【まとめ】その2…広告エージェンシーからビジネスエージェンシーへ。

こんにちは。大広の梅田です。

「プロサンプション・ビジネスのポイント」「その領域へ広告エージェンシーが入るポイント」を探る本ブログもひとまず大詰めに入ってきました。また、ブログを書き出した087月はまだそこまで普及していなかった「ソーシャルメディア」という言葉やそれを象徴するメディア「Twitter」が定着し始め、尚盛り上がりを見せています。「(生活者の自発的な発信行動が結びついて生成される)ソーシャルメディアを広告エージェンシーのビジネスとどう結び付けていくか?」という課題が日々議論されている昨今ですが、その議論における1つの参考資料となれば幸いです。

 

さて前回、「企業ビジネスとソーシャルメディアとを結びつける際、基本的には企業自身が直接ソーシャルメディアに関わる(企業自身がソーシャルメディア内で発信する/企業がソーシャルメディア運営者と協業する)必要がある」という趣旨を書きました。この視点が今後の広告エージェンシーのビジネスモデルに大きく影響すると考えます。

従来、広告エージェンシーは「メディア・エージェンシー」でした。マスメディアに集まる大衆の注目を広告媒体として価値化すべく、枠を設定したりその他サービスを付けたりして、広告主にセールスするビジネスモデルです。そしてメディアを売ることだけではなく「その他サービス(ex.)クリエイティブ/プロモーション/戦略コンサルテーション…etc.)」が発達を遂げて現在の「広告エージェンシー」つまり「広告に関するあらゆる業務をエージェントとして遂行する企業」が成り立っています。

しかし、ソーシャルメディアにおいては、そのビジネスモデルが簡単には成立しません。

まず「メディアに集まる注目を広告媒体として価値化する」ことから考えてみます。マスメディアは巨大なパワーがありました。時代の空気を鋭く読んだTVCMで人々を動かす、そんなビジネスとも言えましたが、それをそのままソーシャルメディアには転用できません。なぜならマスメディアに比してソーシャルメディア(それはほとんどの場合デジタルメディアでもある)の、枠はマスメディアよりも細かく、ターゲティングは精緻さが要求され、PDSサイクルは早く回り、入れる広告クリエイティブ・コンテンツ制作物は膨大になり、読むべき空気(文脈)は多様で難しい要は「(メディアセールス及びそれに付随する)タスクの膨大さに比してボリュームが小さい」ということになります。それが「ビジネスモデルをそのまま転用するのは難しい」理由の1つ目です。

次に、というかこちらの方がより本質的な理由になり、繰り返しにもなりますが「企業自身が直接ソーシャルメディアに関わる必要がある」ということです。つまり、(メディアセールス(及びそれに付随する膨大なタスク)以外)エージェントとして機能しづらいことが根本にあります。ソーシャルメディアにおいて企業自身が(企業活動の一環として)情報発信やユーザーとの交流活動を始めると、そこに(従来の)広告エージェンシーが介在する余地はどんどん狭くなっていきます。

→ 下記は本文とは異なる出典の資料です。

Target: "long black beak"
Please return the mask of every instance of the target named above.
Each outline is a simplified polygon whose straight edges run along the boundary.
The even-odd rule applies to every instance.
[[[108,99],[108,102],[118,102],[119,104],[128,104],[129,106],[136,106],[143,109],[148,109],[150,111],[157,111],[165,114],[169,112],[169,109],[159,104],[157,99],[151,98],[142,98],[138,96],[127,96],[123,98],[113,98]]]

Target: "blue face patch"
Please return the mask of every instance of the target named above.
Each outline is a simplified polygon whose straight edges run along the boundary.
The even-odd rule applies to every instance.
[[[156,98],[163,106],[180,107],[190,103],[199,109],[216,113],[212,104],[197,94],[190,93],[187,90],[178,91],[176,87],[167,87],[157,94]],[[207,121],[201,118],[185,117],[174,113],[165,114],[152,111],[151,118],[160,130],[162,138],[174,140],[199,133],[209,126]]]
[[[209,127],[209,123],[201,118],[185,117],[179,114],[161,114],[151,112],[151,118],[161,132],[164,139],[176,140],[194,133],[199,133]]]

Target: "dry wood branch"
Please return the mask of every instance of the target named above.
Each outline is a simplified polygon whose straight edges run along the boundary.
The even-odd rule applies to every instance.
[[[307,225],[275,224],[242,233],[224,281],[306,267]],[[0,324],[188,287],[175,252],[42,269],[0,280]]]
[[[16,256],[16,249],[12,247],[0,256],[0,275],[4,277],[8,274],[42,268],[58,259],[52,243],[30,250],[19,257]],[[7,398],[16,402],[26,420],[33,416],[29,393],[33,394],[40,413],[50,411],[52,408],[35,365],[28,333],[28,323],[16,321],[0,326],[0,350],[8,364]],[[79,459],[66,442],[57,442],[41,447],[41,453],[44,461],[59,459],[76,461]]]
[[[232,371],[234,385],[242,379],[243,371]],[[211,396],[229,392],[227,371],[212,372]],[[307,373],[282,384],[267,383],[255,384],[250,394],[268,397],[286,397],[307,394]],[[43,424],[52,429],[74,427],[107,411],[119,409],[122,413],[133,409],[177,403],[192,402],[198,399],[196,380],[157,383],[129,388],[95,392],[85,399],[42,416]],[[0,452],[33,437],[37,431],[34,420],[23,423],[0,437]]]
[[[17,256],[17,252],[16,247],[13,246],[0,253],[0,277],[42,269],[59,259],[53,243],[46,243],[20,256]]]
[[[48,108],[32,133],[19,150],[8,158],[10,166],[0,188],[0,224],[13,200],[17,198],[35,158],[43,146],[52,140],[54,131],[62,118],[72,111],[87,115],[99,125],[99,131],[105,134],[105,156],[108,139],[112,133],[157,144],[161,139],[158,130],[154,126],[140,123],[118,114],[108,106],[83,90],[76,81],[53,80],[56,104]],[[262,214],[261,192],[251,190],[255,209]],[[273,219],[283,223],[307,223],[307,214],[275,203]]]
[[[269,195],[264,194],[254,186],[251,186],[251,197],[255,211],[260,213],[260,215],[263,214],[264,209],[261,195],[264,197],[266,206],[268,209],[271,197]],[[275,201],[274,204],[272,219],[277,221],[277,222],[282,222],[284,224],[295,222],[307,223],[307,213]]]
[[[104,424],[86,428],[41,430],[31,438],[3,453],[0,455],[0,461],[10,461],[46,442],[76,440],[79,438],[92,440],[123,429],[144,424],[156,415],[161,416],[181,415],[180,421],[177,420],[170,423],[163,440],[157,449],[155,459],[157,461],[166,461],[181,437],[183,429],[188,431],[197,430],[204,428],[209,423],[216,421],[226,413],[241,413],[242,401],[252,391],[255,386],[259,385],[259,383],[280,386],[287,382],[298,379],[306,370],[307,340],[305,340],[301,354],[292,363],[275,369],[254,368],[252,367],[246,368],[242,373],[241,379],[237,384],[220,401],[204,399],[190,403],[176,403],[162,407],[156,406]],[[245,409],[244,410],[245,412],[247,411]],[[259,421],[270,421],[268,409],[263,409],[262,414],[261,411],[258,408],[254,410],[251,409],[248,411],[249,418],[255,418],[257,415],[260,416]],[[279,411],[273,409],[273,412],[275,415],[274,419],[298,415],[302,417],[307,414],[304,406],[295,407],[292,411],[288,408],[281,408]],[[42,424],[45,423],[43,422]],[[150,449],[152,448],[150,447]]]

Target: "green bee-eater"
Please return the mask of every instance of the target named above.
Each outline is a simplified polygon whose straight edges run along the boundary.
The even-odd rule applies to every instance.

以上の2つの理由から、ソーシャルメディアにおいては従来の広告エージェンシーのビジネスモデルが転用しづらいことが分かると思います。では、どのようなアプローチならば企業のソーシャルメディア・ビジネスに対して(ビジネス・エージェンシーとして)貢献することができるでしょうか。

 

・・・「企業が直接ソーシャルメディアに関わる」アプローチは大きく2つあり、「企業自身がソーシャルメディア内で発信する」と「企業がソーシャルメディア運営者と協業する」です。ここからはこの2つのアプローチに対して、それぞれどのように関与できるかを考察してみます。

1つ目の「企業自身がソーシャルメディア内で発信する」アプローチですが、企業のリアルタイムで生の声をエージェントすることは(前回も述べましたが)困難です(しかも「発信」の延長線上には「受信」「交流」がありますが、そのフェーズまでいくと尚更です)。そこで、「企業におけるソーシャルメディア・プロジェクトの一員となる」というエージェンシー・アプローチが考えられます。平たく言うと「企業内の事業に資本や人を出して参画する」ということです。いったん組織に参画してしまえば、その事業に従事するものとして、ソーシャルメディア上で直接活動することができます。なお現在の広告エージェンシーでも一部、クライアントに出向して関係性を強めたりクライアントの事業を深く理解したりすることで広告ビジネスに活かす取り組みはありますが、まだ本流ではありません。今後は必要性が増してくると思われますが、これだけの考察では必要性に対する納得感が薄いのではないでしょうか? そこで次のアプローチに移ります。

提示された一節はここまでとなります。